Indeed, it seems that some of the class sizes somehow got negative signs put in front
of them. Let's look at the school and district number for these observations to see
if they come from the same district. Indeed, they all come from district 140.
Now, let's look at all of the observations for district 140.
All of the observations from district 140 seem to have this problem. When you
find such a problem, you want to go back to the original source of the data to verify the
values. We have to reveal that we fabricated this error for illustration purposes, and
that the actual data had no such problem. Let's pretend that we checked with district 140
and there was a problem with the data there, a hyphen was accidentally put in front of the
class sizes making them negative. We will make a note to fix this! Let's
continue checking our data. We recommend plotting all of these graphs for the variables you will be analyzing. We
will omit, due to space considerations, showing these graphs for all of the variables.
However, in examining the variables, the histogram for full seemed rather
unusual. Up to now, we have not seen anything problematic with this variable, but
look at the histogram for full below. It shows over 100 observations where the
percent with a full credential that is much lower than all other observations. This is over 25% of the schools,
and seems very unusual.
Let's look at the frequency distribution of full to see if we can understand
this better. The values go from 0.42 to 1.0, then jump to 37 and go up from there.
It appears as though some of the percentages are actually entered as proportions,
e.g., 0.42 was entered instead of 42 or 0.96 which really should have been 96.
Let's see which district(s) these data came from.
We note that all 104 observations in which full was less than or equal to one
came from district 401. Let's see if this accounts for all of the
observations that come from district 401.
All of the observations from this district seem to be recorded as proportions instead
of percentages.
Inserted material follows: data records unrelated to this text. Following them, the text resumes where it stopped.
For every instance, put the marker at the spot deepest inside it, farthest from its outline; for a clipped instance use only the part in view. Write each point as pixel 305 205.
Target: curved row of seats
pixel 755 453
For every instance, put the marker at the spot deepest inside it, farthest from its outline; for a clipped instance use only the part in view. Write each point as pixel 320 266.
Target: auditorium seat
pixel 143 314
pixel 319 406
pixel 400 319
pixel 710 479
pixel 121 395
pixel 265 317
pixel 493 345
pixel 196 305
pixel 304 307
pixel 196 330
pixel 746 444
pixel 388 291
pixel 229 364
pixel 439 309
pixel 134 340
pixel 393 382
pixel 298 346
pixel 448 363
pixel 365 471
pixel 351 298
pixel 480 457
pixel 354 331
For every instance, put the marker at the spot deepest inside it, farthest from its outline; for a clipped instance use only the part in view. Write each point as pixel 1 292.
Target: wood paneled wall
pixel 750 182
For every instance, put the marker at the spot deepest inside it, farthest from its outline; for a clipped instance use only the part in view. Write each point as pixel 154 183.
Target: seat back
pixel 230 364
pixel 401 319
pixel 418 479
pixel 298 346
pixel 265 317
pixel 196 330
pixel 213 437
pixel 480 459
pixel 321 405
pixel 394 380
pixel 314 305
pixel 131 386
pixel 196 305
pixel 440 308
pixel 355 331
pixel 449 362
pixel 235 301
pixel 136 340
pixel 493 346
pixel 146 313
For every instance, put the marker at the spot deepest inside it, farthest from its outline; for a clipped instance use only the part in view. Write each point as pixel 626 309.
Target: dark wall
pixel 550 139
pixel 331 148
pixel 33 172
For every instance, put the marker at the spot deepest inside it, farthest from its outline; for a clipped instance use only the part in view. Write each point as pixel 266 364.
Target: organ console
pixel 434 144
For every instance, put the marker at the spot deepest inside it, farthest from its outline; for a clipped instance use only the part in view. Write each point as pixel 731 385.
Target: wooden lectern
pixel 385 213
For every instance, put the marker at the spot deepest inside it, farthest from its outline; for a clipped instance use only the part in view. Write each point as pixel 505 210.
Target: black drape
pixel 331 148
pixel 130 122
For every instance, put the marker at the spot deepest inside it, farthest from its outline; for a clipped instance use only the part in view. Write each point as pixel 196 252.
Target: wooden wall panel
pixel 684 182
Again, let us state that this is a pretend problem that we inserted
into the data for illustration purposes. If this were a real life problem, we would
check with the source of the data and verify the problem. We will make a note to fix
this problem in the data as well. Another useful technique for screening your data is a scatterplot matrix.
While this is probably more relevant as a diagnostic tool searching for non-linearities
and outliers in your data, but it can also be a useful data screening tool, possibly revealing
information in the joint distributions of your variables that would not be apparent from
examining univariate distributions. Let's look at the scatterplot matrix for the
variables in our regression model. This reveals the problems we have already
identified, i.e., the negative class sizes and the percent full credential being entered
as proportions.
We have identified three problems in our data. There are numerous missing values
for meals, there were negatives accidentally inserted before some of the class
sizes (acs_k3) and over a quarter of the values for full were proportions
instead of percentages. The corrected version of the data is called
elemapi2. Let's use that data file and repeat our analysis and see if the results are the
same as our original analysis. But first, let's repeat our original regression analysis below.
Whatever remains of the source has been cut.